Bedside monitors — once the exclusive property of the ICU — are progressively making their way throughout the hospital. Faced with personnel shortages, increased regulations and decreased reimbursements, hospitals are mining the possibilities available in patient monitoring as a way to improve safety, efficiency and the bottom line. Nowadays, having a good bedside manner could mean having the latest in bedside monitoring.

 In the good old days of patient monitoring, a handful of monitors might be found in the ICU, and only the sickest patients would be candidates for electronic tracking. When a patient needed a monitor, he or she would be transferred to the ICU and hooked up to one.

But times, they are a’ changing. Bedside monitors have invaded the entire healthcare enterprise.

Lesla Orsino, business manager for Datascope (Mahwah, N.J.), confirms, “We’re seeing an overall bed increase in the number of patients monitored.”

Twenty years ago, in a 100-bed hospital, the hospital might have had the capability to monitor 15 patients. Today, that same hospital just might have the capability to monitor 50 patients. And those monitors can be found just about anywhere — in the emergency department (ED), on the telemetry floor or in a step-down ward.

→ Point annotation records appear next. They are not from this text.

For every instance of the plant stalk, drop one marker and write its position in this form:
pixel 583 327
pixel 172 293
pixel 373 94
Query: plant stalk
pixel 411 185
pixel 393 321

According to Orsino, there are several factors driving increased use of monitoring.

First, there is the patient safety factor. As the population ages, patients in the hospital tend to be more acute and require more monitoring. Monitoring serves as an early warning system that allows nurses to care for more patients and increases workflow and efficiency. Adding monitoring capabilities can also be good PR for the hospital; it can market its interest in safety. And no profit-minded facility wants to move a patient to the ICU merely because he or she requires monitoring. Hence the need for monitoring throughout the hospital.